Menulis itu susah. Menulis itu gak punya waktu. Bahkan menulis itu sia-sia. Maka wajar, banyak orang tidak gemar menulis. Termasuk saya. Di samping susah memilih kata-kata atau diksi, menulis juga sulit untuk menuangkan ide dan gagasan secara tertulis. Lebih enak ngomong. Lebih enak berceloteh. Budaya lisan memang lebih keren daripada budaya tulisan.
Saya, mungkin juga banyak orang lain. Awalnya pasti kesulitan untuk menulis. Apalagi tidak sedikitpun waktu yang disiapkan untuk menulis. Kalo lagi pengen ya nulis. Tapi kalo lagi gak pengen ya gak usah nulis. Namanya juga menulis, gak ada hukumannya kalo gak dilakukan. Apalagi bila gak ada untungnya. Pantas, banyak orang dari dulu gak bisa nulis. Dan sampai sekarang pun gak bisa nulis. Dulu dan sekarang, sama saja, tetap gak bisa nulis.
Sekali begitu juga saya. Awalnya saya pun gak bisa menulis. Gak hobby menulis.
Setelah berpikir. Satu-satunya karya yang ditinggalkan bila suatu waktu saya tidak ada. Ya, hanya tulisan. Hanya buku, hanya artikel koran atau hanya yang dituliskan dan bisa dicari di google search.
Pelan-pelan saya pun belajar menulis di saat kuliah. Tapi persisnya setelah wisuda S1 tahun 1994 saya kian gemar menulis. Apa saja saya tulis. Karena tujuannya sederhana, agar terdokumentasikan. Apapaun pikiran saya, apapun ide saya. Mau bagus atau tidak, mau kerena atau tidak. Semua saya tuliskan. Agar terdokumentasi. Karena tulisan seperti apapun buat saya dalah WARISAN atau LEGACY.
Alhamdulillah, kini saya sudah bisa menulis. Bahkan setiap hari, setiap malam saya pasti menulis. Selalu ada waktu untuk menulis. Tentang apa saja, kapan saja. Saya selalu menulis, menulis dan menulis. Alhamdulillah lagi, menulis pun bisa menambah kocek rupiah saya. Menulis indah. Menulis itu hobby yang bisa jadi pekerjaan.
Ingatlah, profesi yang paling keren di dunia ini itu cuma satu, yaitu "hobby yang jadi pekerjaan dan dibayar".
Menulis itu bukan pelajaran tapi keberanian.
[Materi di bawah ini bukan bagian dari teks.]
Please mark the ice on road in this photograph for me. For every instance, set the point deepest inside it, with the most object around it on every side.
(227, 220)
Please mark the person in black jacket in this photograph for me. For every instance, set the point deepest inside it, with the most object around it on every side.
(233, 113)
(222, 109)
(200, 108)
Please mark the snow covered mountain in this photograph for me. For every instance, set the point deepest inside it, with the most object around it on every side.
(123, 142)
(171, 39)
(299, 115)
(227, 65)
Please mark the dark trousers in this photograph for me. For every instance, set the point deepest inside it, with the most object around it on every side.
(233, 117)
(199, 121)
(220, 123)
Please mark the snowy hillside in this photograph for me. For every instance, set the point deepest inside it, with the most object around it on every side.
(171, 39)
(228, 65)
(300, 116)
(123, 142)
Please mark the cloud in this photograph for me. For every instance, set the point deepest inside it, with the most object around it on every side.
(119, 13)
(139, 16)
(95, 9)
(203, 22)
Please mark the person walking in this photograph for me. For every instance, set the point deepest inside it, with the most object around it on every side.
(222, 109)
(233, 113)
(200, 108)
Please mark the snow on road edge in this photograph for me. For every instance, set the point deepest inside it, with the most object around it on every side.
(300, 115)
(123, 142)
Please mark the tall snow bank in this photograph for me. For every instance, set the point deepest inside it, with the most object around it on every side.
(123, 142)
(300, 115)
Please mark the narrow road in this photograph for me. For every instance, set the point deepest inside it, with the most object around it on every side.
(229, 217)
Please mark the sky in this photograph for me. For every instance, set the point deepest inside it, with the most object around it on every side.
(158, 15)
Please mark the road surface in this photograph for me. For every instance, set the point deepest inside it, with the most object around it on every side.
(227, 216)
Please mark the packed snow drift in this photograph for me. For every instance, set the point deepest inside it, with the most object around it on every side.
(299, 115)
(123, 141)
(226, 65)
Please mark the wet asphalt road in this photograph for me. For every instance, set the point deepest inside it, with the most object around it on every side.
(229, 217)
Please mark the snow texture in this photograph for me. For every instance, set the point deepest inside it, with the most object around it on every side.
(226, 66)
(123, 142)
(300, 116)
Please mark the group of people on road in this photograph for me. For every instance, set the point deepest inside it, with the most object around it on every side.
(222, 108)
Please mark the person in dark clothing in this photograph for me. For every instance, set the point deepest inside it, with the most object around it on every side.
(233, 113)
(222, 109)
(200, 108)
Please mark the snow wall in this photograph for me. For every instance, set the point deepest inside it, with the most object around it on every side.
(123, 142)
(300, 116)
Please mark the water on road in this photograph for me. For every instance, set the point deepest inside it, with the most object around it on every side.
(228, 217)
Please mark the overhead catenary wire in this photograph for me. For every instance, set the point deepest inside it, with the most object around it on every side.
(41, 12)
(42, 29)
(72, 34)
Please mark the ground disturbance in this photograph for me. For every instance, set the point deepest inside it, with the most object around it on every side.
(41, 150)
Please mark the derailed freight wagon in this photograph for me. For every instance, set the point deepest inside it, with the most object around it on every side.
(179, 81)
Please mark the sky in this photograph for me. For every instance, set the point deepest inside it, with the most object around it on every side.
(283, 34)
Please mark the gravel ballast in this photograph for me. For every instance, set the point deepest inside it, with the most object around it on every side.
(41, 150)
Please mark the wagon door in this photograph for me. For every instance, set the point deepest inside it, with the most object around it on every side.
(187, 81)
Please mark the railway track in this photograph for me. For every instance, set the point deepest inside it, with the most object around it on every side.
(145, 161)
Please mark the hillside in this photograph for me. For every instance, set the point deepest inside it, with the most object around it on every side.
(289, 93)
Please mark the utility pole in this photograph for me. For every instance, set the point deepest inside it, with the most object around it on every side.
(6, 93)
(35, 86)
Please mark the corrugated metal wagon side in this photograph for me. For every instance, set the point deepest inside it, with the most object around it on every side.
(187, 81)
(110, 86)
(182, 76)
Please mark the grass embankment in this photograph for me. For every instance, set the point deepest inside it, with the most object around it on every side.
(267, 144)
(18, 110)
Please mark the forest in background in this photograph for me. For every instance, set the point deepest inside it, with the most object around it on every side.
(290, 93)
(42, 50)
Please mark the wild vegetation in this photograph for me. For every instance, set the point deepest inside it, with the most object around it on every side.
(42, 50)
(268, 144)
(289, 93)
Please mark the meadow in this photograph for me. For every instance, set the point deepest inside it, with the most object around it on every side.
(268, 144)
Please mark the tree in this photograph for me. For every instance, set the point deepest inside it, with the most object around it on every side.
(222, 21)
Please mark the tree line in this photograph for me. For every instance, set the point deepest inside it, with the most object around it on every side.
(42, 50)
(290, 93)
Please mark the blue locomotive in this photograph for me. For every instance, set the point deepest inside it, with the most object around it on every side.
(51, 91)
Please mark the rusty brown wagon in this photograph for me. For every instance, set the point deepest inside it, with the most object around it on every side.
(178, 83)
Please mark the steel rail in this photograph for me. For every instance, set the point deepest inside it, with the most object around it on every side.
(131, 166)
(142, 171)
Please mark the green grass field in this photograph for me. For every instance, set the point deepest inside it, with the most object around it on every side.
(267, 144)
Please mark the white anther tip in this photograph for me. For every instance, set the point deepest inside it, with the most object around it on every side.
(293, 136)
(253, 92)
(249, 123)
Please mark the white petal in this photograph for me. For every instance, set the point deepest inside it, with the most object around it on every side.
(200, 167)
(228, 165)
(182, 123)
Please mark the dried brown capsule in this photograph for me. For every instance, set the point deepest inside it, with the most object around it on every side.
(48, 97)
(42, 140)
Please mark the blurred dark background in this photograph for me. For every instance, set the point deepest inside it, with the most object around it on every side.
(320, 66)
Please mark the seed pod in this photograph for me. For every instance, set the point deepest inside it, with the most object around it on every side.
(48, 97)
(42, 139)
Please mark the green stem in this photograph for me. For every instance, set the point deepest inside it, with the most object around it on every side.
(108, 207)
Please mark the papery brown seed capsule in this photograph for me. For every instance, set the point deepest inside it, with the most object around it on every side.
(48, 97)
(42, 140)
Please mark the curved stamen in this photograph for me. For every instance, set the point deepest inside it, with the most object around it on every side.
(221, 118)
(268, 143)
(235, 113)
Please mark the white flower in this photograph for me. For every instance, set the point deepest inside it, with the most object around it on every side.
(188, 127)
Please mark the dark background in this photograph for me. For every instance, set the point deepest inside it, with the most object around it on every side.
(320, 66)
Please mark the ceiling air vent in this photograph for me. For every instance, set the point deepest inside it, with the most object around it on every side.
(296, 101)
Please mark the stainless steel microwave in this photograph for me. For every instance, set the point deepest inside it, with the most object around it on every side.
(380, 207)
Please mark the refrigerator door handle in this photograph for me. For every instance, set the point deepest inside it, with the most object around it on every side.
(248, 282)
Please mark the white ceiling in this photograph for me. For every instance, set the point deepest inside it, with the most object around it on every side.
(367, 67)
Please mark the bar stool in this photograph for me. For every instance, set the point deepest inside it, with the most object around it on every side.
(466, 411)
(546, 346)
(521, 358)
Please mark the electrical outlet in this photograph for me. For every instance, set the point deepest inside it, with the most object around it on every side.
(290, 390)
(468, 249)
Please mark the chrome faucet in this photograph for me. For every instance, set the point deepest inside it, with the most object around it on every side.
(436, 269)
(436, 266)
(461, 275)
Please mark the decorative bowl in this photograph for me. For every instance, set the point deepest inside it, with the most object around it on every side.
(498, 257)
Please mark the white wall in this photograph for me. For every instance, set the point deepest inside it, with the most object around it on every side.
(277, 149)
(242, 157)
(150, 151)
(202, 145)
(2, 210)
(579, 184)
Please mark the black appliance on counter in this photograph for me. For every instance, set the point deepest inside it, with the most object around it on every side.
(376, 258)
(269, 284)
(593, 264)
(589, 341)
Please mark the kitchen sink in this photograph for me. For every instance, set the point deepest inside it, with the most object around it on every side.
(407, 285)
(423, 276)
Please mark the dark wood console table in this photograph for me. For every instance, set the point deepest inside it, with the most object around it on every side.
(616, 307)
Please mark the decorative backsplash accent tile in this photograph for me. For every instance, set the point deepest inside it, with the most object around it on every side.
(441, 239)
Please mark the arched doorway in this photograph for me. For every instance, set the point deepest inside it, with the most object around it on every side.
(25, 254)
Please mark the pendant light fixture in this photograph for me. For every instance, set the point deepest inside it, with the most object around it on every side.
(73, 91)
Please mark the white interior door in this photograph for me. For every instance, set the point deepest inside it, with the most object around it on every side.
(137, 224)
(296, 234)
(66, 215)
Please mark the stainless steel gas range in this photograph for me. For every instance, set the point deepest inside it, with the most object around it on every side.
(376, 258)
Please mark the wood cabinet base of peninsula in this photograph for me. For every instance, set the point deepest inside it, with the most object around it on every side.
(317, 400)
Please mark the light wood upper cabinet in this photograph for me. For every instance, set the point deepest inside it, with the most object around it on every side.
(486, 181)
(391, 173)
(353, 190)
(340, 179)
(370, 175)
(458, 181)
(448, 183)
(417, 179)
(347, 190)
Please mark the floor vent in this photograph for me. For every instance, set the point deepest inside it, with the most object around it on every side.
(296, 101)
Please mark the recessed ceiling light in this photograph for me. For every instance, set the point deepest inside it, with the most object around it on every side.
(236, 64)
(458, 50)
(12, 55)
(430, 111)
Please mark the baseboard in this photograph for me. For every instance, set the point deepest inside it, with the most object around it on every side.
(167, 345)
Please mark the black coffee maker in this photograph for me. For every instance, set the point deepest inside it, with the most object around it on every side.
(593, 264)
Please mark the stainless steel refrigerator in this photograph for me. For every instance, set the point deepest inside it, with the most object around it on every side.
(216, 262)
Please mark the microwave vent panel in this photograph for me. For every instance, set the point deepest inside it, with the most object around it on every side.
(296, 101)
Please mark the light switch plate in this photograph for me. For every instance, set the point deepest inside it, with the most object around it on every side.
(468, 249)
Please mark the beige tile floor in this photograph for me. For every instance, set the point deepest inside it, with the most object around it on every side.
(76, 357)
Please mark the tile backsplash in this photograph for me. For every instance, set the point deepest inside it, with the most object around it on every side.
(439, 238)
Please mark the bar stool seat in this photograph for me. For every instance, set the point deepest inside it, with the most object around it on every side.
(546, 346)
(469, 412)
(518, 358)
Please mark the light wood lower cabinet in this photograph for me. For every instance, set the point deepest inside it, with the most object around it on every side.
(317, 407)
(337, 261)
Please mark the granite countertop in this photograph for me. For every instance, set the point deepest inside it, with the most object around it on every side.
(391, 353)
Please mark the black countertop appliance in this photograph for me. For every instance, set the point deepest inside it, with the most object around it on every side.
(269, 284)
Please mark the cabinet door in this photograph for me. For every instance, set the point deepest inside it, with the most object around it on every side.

Menulis juga bukan teori tapi praktik. Menulis pun perilaku bukan pengetahuan. Zaman now zaman milenial. Banyak orang bikin workshop penulisan, ikut seminar menulis. Tapi sayang, semua itu hanya teori dan pelajaran. Menulis itu pasti gagal kalalu tidka bisa jadi "perilaku atau praktik'. Maka menulislah, karena menulis perilaku kita kebiasaan kita.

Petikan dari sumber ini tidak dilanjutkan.